Let’s take an example, capturing the information you need for a book. Click on Zotero’s ‘Add by identifier’ icon and type the ISBN number; within seconds, Zotero creates a new reference item and handily fills in (some of) the blanks, retrieved from the WorldCat database. The other identifiers available in Zotero are the Digital Object Identifier, for primary research, and PubMed IDs, for biomedical literature.

Zotero’s right-hand panel (below), shows the information retrieved from WorldCat for Stephen Hay’s book Responsive Design Workflow. There’s not a great deal, but it’s enough to build a citation and you can fill out other fields manually. All I did was type in the 10-digit ISBN number. Zotero did the rest.

Zotero’s three pane interface – left to right – shows collections, items and item fields


Web pages

Zotero is designed to work with Firefox, but there are also ‘connectors’ – easy to install extensions – for Safari and Chrome.

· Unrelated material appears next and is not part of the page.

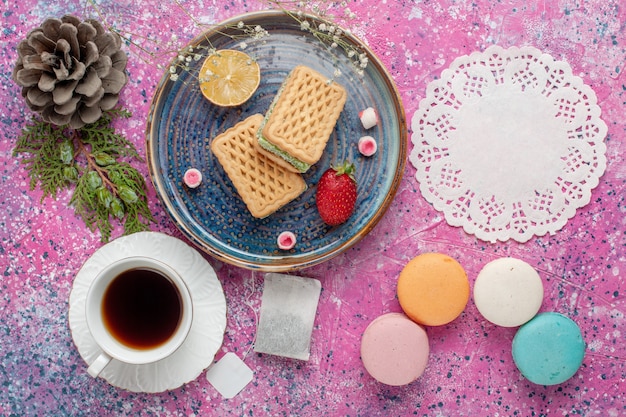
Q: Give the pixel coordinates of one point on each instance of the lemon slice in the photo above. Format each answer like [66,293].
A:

You can capture a book’s metadata directly from an online catalogue into Zotero. In Safari, I had to export the catalogue data by choosing ‘Cite/Export’ then ‘Export to EndNote/Reference Manager’. Zotero’s standalone app then offers to import the data from the created file. Accept, and it creates a new item.

Zotero can also capture metadata about a web page itself and, in the process, automatically take a snapshot of the web page to store with the item.

Here’s what a web page capture looks like.

Zotero’s web page capture interface

Generating citations from Zotero

Getting information out of Zotero is just as easy as adding it in the first place.

There are plugins for MS Word and LibreOffice/OpenOffice/NeoOffice for the creation of dynamic bibliographies. New citations added in your document are added to the bibliography; changes to a reference in Zotero are also reflected in the document’s bibliography.

But let’s say you’re using a different word processor, such as Scrivener for Mac1 (US, UK) or one of the many Markdown editors I find myself testing from time to time. Citations can be grouped and exported from Zotero as RTF, HTML, or to the clipboard to paste directly into a document. Alternatively, at this point choose to create a bibliography from selected items. To add a single reference from Zotero to a document, simply drag it from the Zotero window to the document window.

Zotero’s ‘create a bibliography’ window also gives you the option to choose a citation style. There are a number of pre-installed citation styles, such as Chicago Manual of Style and Elsevier Harvard; if the style you want is not on the default list, there are hundreds more available in Zotero’s style repository.

Zotero strikes me as a great time-saving tool for capturing and formatting references.

Zotero is free2, and available for Mac, Windows and Linux.

  1. Scrivener is also available for Windows.
  2. UPDATE: Online storage is free up to 300MB; paid plans start at $20 per year ($1.67 per month) for 2GB.